Late Breaking Abstract-ACE2 Overexpression Modulates Nicotine Receptors In Cell Type Specific Manner: Possible Relevance In Covid-19

The SARS-CoV-2 uses the host cell receptor ACE2 to infect humans. Increased ACE2 levels found in patients with metabolic disorders, obesity and hypertension correlate to an increased risk for SARS-CoV-2 infection.
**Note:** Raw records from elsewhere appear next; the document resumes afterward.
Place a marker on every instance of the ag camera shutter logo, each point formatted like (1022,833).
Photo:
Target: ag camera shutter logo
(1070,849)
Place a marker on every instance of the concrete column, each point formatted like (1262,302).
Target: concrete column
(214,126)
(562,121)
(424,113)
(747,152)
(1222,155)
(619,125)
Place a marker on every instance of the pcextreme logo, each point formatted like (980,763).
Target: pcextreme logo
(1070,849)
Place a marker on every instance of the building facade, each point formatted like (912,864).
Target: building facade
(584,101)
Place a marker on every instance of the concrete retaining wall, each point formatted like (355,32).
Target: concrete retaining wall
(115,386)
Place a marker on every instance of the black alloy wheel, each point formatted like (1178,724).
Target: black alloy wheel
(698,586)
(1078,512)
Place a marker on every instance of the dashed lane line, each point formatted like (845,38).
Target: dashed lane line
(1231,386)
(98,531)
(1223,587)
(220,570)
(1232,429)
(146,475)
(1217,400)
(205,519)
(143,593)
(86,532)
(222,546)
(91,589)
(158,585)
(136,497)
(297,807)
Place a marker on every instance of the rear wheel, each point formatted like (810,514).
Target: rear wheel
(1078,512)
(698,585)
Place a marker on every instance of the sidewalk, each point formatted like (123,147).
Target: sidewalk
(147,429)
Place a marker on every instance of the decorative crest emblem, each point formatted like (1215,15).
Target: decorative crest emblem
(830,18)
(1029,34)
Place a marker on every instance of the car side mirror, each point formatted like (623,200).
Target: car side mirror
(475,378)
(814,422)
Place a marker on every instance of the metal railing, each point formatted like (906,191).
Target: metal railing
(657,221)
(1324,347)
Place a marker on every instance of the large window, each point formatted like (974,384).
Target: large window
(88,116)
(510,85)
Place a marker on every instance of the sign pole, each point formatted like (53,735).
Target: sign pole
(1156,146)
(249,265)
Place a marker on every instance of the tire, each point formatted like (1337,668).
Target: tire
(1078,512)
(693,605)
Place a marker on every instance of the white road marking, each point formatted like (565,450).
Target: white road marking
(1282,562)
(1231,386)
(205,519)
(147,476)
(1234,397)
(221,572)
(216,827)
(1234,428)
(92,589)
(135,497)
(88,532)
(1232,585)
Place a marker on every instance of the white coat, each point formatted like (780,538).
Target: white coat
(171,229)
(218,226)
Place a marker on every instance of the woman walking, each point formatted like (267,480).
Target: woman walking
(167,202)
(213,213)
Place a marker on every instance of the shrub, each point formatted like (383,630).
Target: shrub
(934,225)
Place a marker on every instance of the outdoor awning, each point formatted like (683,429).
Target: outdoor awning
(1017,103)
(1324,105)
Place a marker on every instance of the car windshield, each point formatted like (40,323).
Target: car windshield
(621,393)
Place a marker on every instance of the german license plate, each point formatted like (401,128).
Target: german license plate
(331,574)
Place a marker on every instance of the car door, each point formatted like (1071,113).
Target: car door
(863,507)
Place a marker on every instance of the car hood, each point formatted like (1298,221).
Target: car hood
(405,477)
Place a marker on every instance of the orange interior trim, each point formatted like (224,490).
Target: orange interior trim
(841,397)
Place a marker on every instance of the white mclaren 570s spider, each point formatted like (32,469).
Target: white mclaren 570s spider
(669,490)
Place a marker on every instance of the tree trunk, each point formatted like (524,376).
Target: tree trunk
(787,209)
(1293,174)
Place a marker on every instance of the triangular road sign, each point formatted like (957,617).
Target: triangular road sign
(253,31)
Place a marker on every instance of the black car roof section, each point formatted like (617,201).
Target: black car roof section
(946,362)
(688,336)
Nicotinic receptors (nAChRs) are involved in the modulation of the inflammatory and immunological responses through the cholinergic system. Based on this, we hypothesize that ACE2 overexpression may modulate nAChRs on lung and kidney cells and this can be relevant for understanding the mechanisms involved in the COVID-19 physiopathology. Aim: To evaluate if ACE2 overexpression modulates the expression of α7-nAChR) and α3-nAChR in three human cells lines derived from bronchial epithelial, lung epithelial, and embryonic kidney. Methods: The overexpression of ACE2 was accomplished by transfecting BEAS-2B, A549, and HEK293 cells with pCEP-ACE2-myc and selecting with hygromycin (125ng/µL) for 15 days. α7nAChR and α3nAChR gene expression was quantified by RT-qPCR (n=3). Results: In BEAS-2B, no significant difference was found in the expression of α3nAChR and α7nAChR, however, in A549, the long-term overexpression of ACE2 significantly increased the expression of α7nAChR (4.8± 0.2) (P<0.001), but did not affect α3nAChR (1.9±0.5) levels compared to control (α7nAChR: 0.8±0.1; α3nAChR: 0.9±0.1). In HEK293 cells, the overexpression of ACE2 diminished the α7nAChR (0.4±0.1) and increased the α3nAChR (2.1±0.2) compared to control (α7nAChR: 1.1±0.1; α3nAChR: 1.1±0.1, P≤0.01). Conclusion: The levels of ACE2 selectively modulates the expression of nAChRs in different cells lineages. This can be relevant for further investigation of the potential roles of nAChR in COVID-19.